CPP is currently in phase I clinical trials in the U.S. However, Michael and MacDonald acknowledge that the path to FDA approval is not clear and that they are working through challenges in moving the product forward.
“Part of the issue is coming to agreement with FDA about what needs to be done to get approval,” said Michael. “What the FDA is most concerned with is safety. That is their paramount consideration. To that end, frozen platelets raise a dilemma for them. They are concerned about them potentially causing blood clots where you don’t want blood clots — in legs or in lungs. They are concerned about that, and we are in ongoing discussions with them to determine exactly what they will require us to do to demonstrate safety.”
MacDonald pointed out that the CPP already is being used safely by the Dutch Military Services and has been fielded in the Balkans and in Afghanistan for use at Dutch medical-treatment facilities. If approved by the FDA, CPP would be produced by military blood banks and managed as a blood product for the battlefield by the Armed Services Blood Program Office.
Blood Products for the Battlefield
In addition to CPP, there are other blood products the military would like to field in theater. Red Blood Cells,
Extended Life (RBCXL) is in phase III clinical trials and was developed by the Walter Reed Army Institute of Research and Hoxworth Blood Center at the University of Cincinnati in partnerships with Hemerus Medical LLC.
This product consists of a new solution that extends the shelf-life of packed red blood cells. It is hoped that the product can improve the quality of the red blood cells in storage, so that cells that have been in storage for four or five weeks would be as good or better than red blood cells currently at two weeks.
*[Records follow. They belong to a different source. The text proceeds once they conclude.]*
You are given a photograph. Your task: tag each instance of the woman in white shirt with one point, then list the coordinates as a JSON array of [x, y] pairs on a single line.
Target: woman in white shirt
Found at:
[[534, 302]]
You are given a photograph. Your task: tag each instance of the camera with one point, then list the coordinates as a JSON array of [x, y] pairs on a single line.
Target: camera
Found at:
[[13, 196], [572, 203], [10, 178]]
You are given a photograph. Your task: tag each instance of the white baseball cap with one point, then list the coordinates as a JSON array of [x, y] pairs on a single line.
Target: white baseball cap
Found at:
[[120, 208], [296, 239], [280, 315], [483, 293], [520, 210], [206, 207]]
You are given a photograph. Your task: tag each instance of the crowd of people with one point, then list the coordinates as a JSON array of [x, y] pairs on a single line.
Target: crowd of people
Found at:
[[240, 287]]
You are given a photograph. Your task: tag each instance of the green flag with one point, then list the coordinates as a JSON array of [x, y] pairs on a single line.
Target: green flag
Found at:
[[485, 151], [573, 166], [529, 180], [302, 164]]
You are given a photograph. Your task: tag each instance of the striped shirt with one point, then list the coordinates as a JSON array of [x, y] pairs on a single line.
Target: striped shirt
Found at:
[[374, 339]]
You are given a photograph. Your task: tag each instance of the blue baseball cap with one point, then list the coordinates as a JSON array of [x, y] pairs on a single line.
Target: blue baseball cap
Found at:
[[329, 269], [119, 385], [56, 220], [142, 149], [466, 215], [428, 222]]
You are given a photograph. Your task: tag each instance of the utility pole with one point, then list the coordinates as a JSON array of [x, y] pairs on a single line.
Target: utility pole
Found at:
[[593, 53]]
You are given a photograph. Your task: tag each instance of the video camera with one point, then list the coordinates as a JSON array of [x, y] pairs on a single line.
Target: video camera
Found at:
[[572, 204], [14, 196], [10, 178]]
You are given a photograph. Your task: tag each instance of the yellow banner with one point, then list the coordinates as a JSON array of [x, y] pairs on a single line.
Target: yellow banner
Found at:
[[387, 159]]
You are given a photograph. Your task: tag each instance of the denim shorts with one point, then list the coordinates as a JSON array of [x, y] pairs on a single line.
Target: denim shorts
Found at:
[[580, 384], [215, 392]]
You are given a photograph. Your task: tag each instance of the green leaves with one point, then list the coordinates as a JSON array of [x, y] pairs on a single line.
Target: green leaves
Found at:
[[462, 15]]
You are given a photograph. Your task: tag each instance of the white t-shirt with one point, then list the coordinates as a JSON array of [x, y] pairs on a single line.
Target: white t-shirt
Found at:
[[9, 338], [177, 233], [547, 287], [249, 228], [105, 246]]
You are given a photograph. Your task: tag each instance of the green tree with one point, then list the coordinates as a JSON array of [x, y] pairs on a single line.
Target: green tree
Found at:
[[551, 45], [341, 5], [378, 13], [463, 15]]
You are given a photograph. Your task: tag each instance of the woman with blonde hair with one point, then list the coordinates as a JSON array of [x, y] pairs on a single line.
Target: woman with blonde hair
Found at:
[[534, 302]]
“There is a great deal of concern in the surgical community, especially about the quality of red cells in storage,” said Michael. “Currently, red cells are approved to be stored for six weeks. Surgeons think that they do not like red cells that are older than two weeks in storage. So, there has been a big push in theater to get only red cells that are less than two weeks old in theater, which is logistically quite challenging.”
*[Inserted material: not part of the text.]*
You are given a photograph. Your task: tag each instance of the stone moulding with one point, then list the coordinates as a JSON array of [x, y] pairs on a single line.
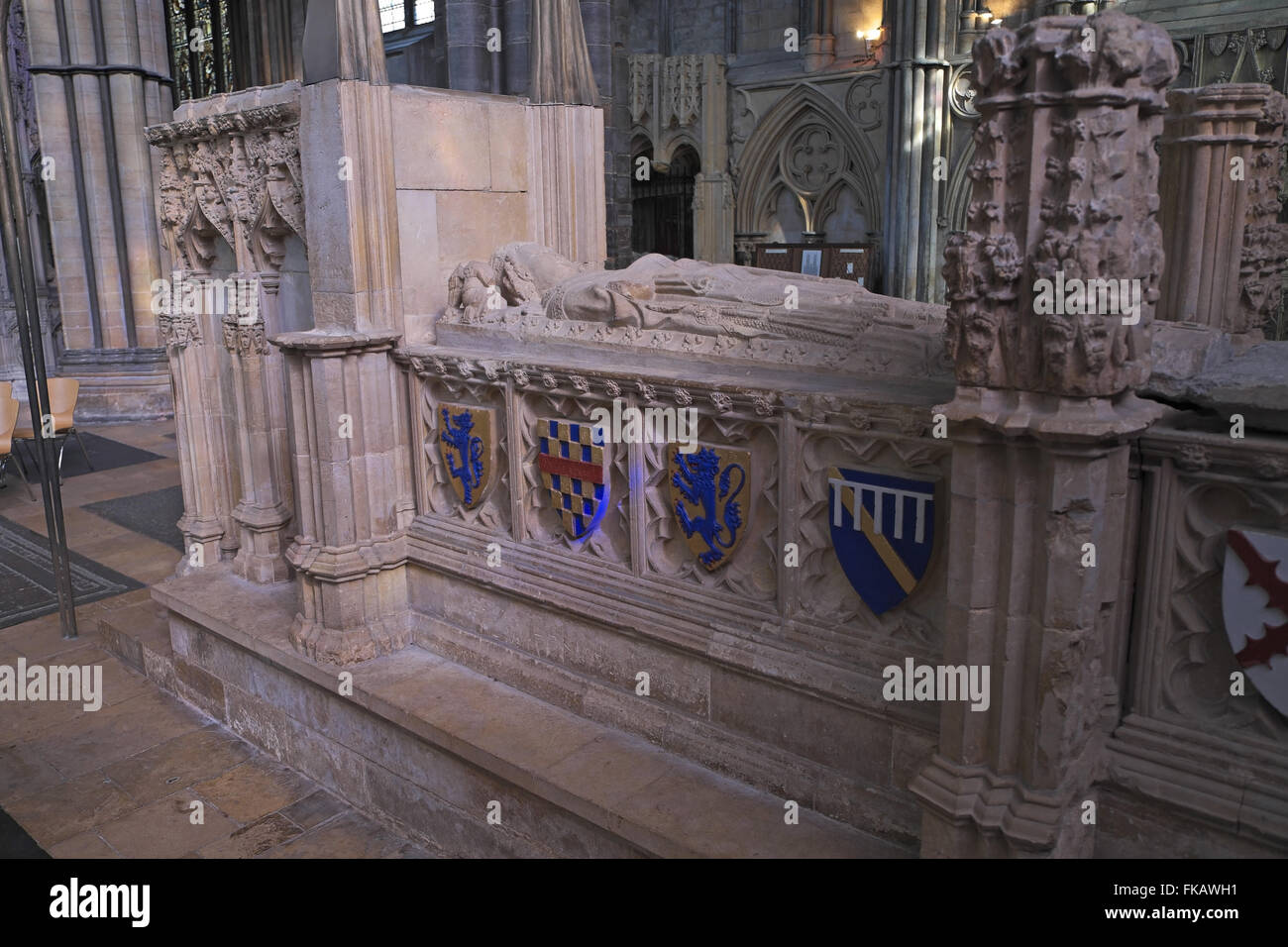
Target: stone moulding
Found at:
[[634, 589], [233, 175]]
Another product under development is freeze-dried plasma. MacDonald explained that currently plasma is frozen and shipped into theater. Because of breakage of the shipping bags, a significant percentage of the material has to be discarded.
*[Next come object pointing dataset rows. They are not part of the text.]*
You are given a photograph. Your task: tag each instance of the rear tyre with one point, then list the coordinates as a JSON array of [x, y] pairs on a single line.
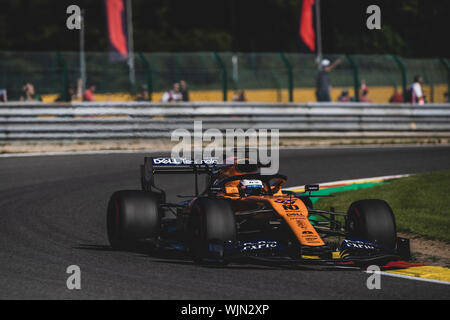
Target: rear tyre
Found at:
[[132, 216], [212, 221], [307, 201], [372, 220]]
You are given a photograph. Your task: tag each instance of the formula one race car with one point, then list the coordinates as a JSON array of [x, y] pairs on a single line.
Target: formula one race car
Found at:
[[244, 216]]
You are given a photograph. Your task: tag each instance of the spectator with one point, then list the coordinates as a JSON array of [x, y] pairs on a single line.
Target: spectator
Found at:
[[396, 97], [344, 97], [29, 93], [89, 93], [71, 93], [364, 97], [363, 92], [143, 95], [3, 95], [323, 80], [184, 91], [415, 94], [239, 96], [173, 95]]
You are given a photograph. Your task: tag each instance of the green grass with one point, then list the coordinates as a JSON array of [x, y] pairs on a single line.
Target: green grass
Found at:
[[421, 203]]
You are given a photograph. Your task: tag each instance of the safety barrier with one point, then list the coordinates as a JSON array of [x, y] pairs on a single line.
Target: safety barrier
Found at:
[[38, 121]]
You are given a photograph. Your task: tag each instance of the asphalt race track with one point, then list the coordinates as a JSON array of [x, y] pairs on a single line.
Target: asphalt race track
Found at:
[[52, 215]]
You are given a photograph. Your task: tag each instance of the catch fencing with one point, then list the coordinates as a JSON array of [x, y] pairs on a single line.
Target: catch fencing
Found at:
[[41, 121], [218, 76]]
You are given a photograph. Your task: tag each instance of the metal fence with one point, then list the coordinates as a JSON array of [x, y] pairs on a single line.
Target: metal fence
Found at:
[[265, 77], [154, 120]]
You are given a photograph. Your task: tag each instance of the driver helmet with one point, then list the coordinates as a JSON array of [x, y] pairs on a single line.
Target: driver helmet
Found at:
[[251, 187]]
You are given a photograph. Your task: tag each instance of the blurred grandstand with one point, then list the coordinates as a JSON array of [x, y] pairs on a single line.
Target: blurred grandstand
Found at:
[[265, 77]]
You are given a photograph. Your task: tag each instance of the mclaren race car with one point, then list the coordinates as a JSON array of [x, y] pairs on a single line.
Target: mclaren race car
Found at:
[[243, 216]]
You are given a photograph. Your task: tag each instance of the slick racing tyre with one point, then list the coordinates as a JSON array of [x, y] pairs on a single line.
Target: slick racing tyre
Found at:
[[307, 201], [132, 216], [372, 220], [212, 221]]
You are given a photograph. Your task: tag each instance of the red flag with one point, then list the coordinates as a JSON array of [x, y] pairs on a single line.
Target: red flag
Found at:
[[307, 32], [117, 29]]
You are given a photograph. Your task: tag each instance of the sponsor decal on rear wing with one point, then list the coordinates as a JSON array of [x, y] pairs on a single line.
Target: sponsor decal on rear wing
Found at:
[[175, 162]]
Another challenge with the frozen plasma is that after thawing, it has a refrigerated shelf-life of only about five days. Older plasma must be discarded, MacDonald explained.
“You have to thaw a certain amount of it in anticipation of casualties that may be coming in there and a certain percentage that has to be discarded because of outdating after five days,” said MacDonald. “With freeze-dried plasma, you can ship it into theater and in the refrigerator. It does not have to be thawed. All it has to do is be reconstituted by adding water, and then it is ready to go in less than 5 minutes. From a logistical standpoint, it becomes a more attractive product both in terms of much less loss of product of material and almost instant availability on demand.”
MacDonald added that freeze-dried plasma could be taken further forward into the battlefield, since this product does not have the same refrigeration requirements as frozen plasma.